Following on from our post last week on what to expect during a physical examination, today’s blog will explain some of the laboratory and screening tests you may also undergo.
Now it’s important to note that there are no standard laboratory or screening tests during a physical exam, so what you are advised to have will depend on your physician and health history.
Laboratory tests during a physical exam
The main laboratory tests you are likely to undergo during a physical exam are:
– Complete blood count (CBC) – A CBC is a blood test that helps evaluate your overall health and detect a wide range of conditions, including anemia, infection and leukemia.
– Chemistry panel – A comprehensive metabolic panel (CMP) will include an electrolyte panel (which measures levels of sodium, chloride, potassium and bicarbonate), kidney function tests, liver function tests and also measures glucose and calcium.
– Blood glucose – To look for signs of diabetes or pre-diabetes.
– Urinalysis – Using a sample of your urine, this test can detect a range of conditions, including urinary tract infections, kidney disease and diabetes.

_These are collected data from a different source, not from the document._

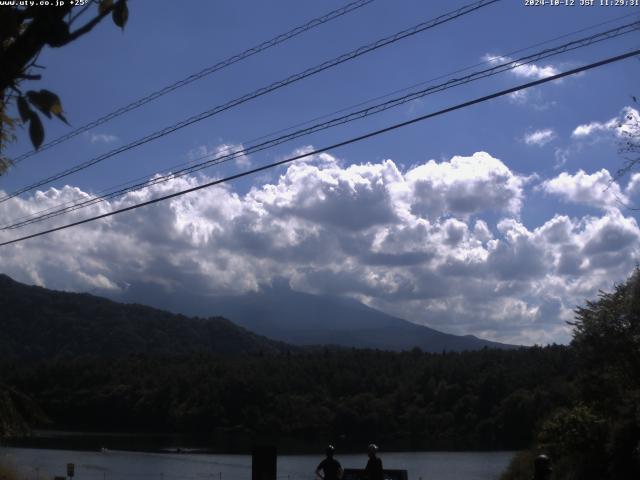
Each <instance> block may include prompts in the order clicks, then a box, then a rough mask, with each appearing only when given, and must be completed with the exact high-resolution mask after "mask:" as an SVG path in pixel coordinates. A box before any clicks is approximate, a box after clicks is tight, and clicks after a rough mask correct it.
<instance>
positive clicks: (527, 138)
mask: <svg viewBox="0 0 640 480" xmlns="http://www.w3.org/2000/svg"><path fill="white" fill-rule="evenodd" d="M554 138H556V133H555V132H554V131H553V130H552V129H551V128H545V129H543V130H536V131H534V132H531V133H528V134H526V135H525V136H524V143H526V144H527V145H536V146H538V147H542V146H544V145H546V144H547V143H549V142H551V141H552V140H553V139H554Z"/></svg>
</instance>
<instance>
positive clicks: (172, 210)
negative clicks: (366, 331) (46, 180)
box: [0, 152, 640, 344]
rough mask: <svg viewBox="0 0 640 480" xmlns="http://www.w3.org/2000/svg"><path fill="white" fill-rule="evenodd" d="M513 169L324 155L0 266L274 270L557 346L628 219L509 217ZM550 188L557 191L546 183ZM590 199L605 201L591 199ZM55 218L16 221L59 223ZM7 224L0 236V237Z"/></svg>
mask: <svg viewBox="0 0 640 480" xmlns="http://www.w3.org/2000/svg"><path fill="white" fill-rule="evenodd" d="M558 178H559V179H555V181H553V180H554V179H552V181H550V182H549V183H548V184H545V187H544V188H547V189H548V191H549V192H550V193H553V194H554V195H556V194H560V195H564V197H566V198H567V199H576V200H579V201H582V202H598V201H603V202H604V203H607V202H609V201H610V200H609V199H608V197H598V195H595V196H594V195H593V194H592V193H591V194H589V193H588V192H591V191H592V190H595V189H593V188H589V185H591V186H594V185H597V186H600V185H602V184H603V182H605V181H606V180H607V179H608V178H609V177H607V175H606V174H605V173H604V172H597V173H596V174H592V175H588V174H586V173H584V172H581V173H580V172H579V174H576V175H574V176H570V175H568V174H566V175H565V176H564V177H563V176H562V175H560V176H559V177H558ZM198 181H201V179H198V178H195V177H189V176H185V177H181V178H177V179H176V178H174V179H172V180H171V181H169V182H166V183H164V184H158V185H153V186H149V187H148V188H145V189H143V190H141V191H138V192H135V193H129V194H127V195H125V196H124V197H122V198H120V199H117V200H110V201H107V202H103V203H100V204H96V205H92V206H91V207H90V208H89V209H88V210H87V211H76V212H73V213H71V214H70V215H69V216H67V217H65V221H74V220H79V219H81V218H84V217H85V216H88V215H95V214H100V213H104V212H107V211H110V210H111V209H114V208H123V207H126V206H130V205H133V204H134V203H138V202H140V201H144V200H148V199H151V198H154V197H155V196H158V195H160V194H167V193H170V192H176V191H178V190H183V189H185V188H188V187H191V186H195V185H196V184H197V183H198ZM526 182H527V179H526V178H525V177H523V176H521V175H519V174H518V173H517V172H514V171H512V170H511V169H510V168H509V167H508V166H507V165H506V164H505V163H504V162H502V161H501V160H499V159H497V158H495V157H493V156H491V155H490V154H489V153H485V152H479V153H475V154H473V155H471V156H455V157H453V158H451V159H450V160H447V161H440V162H437V161H434V160H430V161H428V162H425V163H421V164H417V165H415V166H413V167H411V168H410V169H408V170H406V171H403V170H402V169H400V168H399V167H398V166H397V165H396V163H395V162H394V161H393V160H390V159H387V160H384V161H380V162H375V163H363V164H358V165H348V164H345V165H343V164H342V162H341V161H338V160H337V159H336V158H334V157H332V156H331V155H328V154H324V156H323V157H322V158H317V159H314V161H309V162H303V163H297V164H292V165H290V166H289V167H288V168H286V169H283V170H282V171H281V172H280V175H279V176H278V177H277V178H275V179H274V180H272V181H270V182H269V183H266V184H255V185H254V187H253V188H251V189H250V190H249V191H248V192H246V193H242V194H241V193H238V192H236V191H234V189H233V186H221V185H219V186H215V187H212V188H209V189H205V190H201V191H199V192H198V193H197V194H190V195H185V196H181V197H176V198H173V199H171V200H169V201H167V202H165V203H160V204H155V205H153V206H150V207H145V208H144V209H140V210H136V211H132V212H128V213H124V214H121V215H117V216H114V217H110V218H108V219H105V220H102V221H98V222H94V223H91V224H86V225H81V226H78V227H76V228H74V229H72V230H67V231H63V232H58V233H55V234H52V235H48V236H43V237H38V238H34V239H32V240H29V241H26V242H22V243H18V244H15V245H11V246H7V247H2V248H0V271H1V272H4V273H7V274H9V275H12V276H14V277H15V278H16V279H17V280H20V281H26V282H29V283H35V284H39V285H44V286H47V287H50V288H57V289H65V290H75V291H87V290H92V291H97V292H100V291H113V290H117V289H123V288H126V287H127V286H128V285H131V284H144V285H152V286H155V288H157V290H158V292H159V294H161V292H162V291H163V290H175V291H181V290H185V291H189V292H190V293H201V294H203V295H211V294H226V293H242V292H247V291H251V290H256V289H259V288H260V286H261V285H264V284H267V283H269V282H272V281H274V280H275V279H278V278H286V279H288V280H289V282H290V284H291V286H292V287H293V288H294V289H299V290H303V291H307V292H311V293H325V294H340V295H348V296H351V297H354V298H357V299H359V300H362V301H365V302H366V303H368V304H369V305H371V306H373V307H376V308H381V309H383V310H385V311H387V312H389V313H392V314H395V315H399V316H402V317H405V318H407V319H410V320H413V321H416V322H418V323H424V324H428V325H430V326H432V327H434V328H438V329H441V330H444V331H447V332H452V333H457V334H476V335H479V336H484V337H486V338H490V339H495V340H502V341H509V342H518V343H528V344H531V343H534V342H549V341H567V340H568V339H569V330H568V328H567V326H566V324H565V321H566V320H567V319H571V317H572V310H573V309H574V308H575V306H576V305H578V304H581V303H583V302H584V300H585V298H592V297H593V296H594V295H596V294H597V291H598V289H610V288H611V286H612V284H613V282H615V281H621V280H623V279H624V278H625V277H626V275H628V274H629V273H630V271H631V269H632V268H633V265H634V264H635V262H637V261H638V260H639V259H640V229H639V228H638V225H637V223H636V221H635V220H634V219H633V218H631V217H625V216H624V215H623V214H622V213H621V212H620V211H619V210H616V209H615V208H613V205H611V208H608V209H603V210H602V212H601V215H600V216H585V217H583V218H571V217H569V216H566V215H560V214H559V215H555V216H553V217H552V218H550V219H548V220H546V221H542V222H541V223H540V224H539V225H536V226H527V225H525V224H524V223H523V222H522V220H520V219H519V218H518V215H519V212H520V210H521V209H522V206H523V204H524V203H525V202H526V197H525V192H524V187H525V184H526ZM558 192H559V193H558ZM88 198H92V195H91V194H89V193H87V192H84V191H82V190H80V189H78V188H74V187H70V186H67V187H64V188H61V189H54V188H51V189H48V190H46V191H41V192H37V193H35V194H34V195H32V196H29V197H25V198H13V199H11V200H9V201H7V202H4V203H2V204H0V220H1V221H2V223H7V222H9V221H11V220H12V219H15V218H17V217H21V216H24V215H28V214H31V213H34V212H36V211H39V210H42V209H46V208H49V207H53V206H55V205H57V204H59V203H62V202H67V201H73V200H79V199H88ZM603 199H604V200H603ZM59 221H60V219H56V220H55V221H51V223H46V222H45V223H43V224H39V225H37V226H33V227H30V229H29V228H28V229H25V230H24V231H20V233H21V234H23V233H28V232H30V231H35V230H36V229H40V228H44V227H45V226H52V225H55V224H59ZM15 235H16V232H13V231H0V240H7V239H10V238H13V237H14V236H15Z"/></svg>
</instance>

– Fecalysis – A stool sample test (fecalysis) can detect certain conditions affecting your digestive tract, including parasites, viruses, bacteria, poor nutrient absorption and even cancer.
Screening tests during a physical exam
In addition to the laboratory tests outlined above, you may also undergo the following screening tests:
– Mammogram – A screening test for breast cancer, usually recommended for women 40 and over
– Pap smear – A screening test for cervical cancer, usually recommended for women 21 and older
– Prostate exam – A digital rectal exam is the most common method used for physically checking your prostate, while a PSA test measures the level of prostate-specific antigen in your blood – both of which can flag early signs of prostate cancer.
– Testicular exam – A physical exam that checks both testicles for signs of abnormality, including lumps, changes in size, and tenderness.
– Abdominal Aortic Aneurysm (AAA) screening – This simple ultrasound looks for a bulge or swelling in the aorta, and is usually recommended for men 65 and over, as they are most at risk.
Both men and women:
– Cholesterol test – Also called a ‘lipid panel’, this checks your cholesterol levels to see if you are at risk of heart attack or stroke.
– Osteoporosis - A bone density scan can help reveal potential issues relating to weak bones.
– Hepatitis – Everyone should be tested for hepatitis C at least once to find out if they have ever been infected with the virus.
– Colorectal – A colonoscopy is usually used to check for colorectal cancer and other abnormalities in your colon.
If you are a smoker, or have a family history of certain conditions, your physician may also recommend further tests in addition to those above.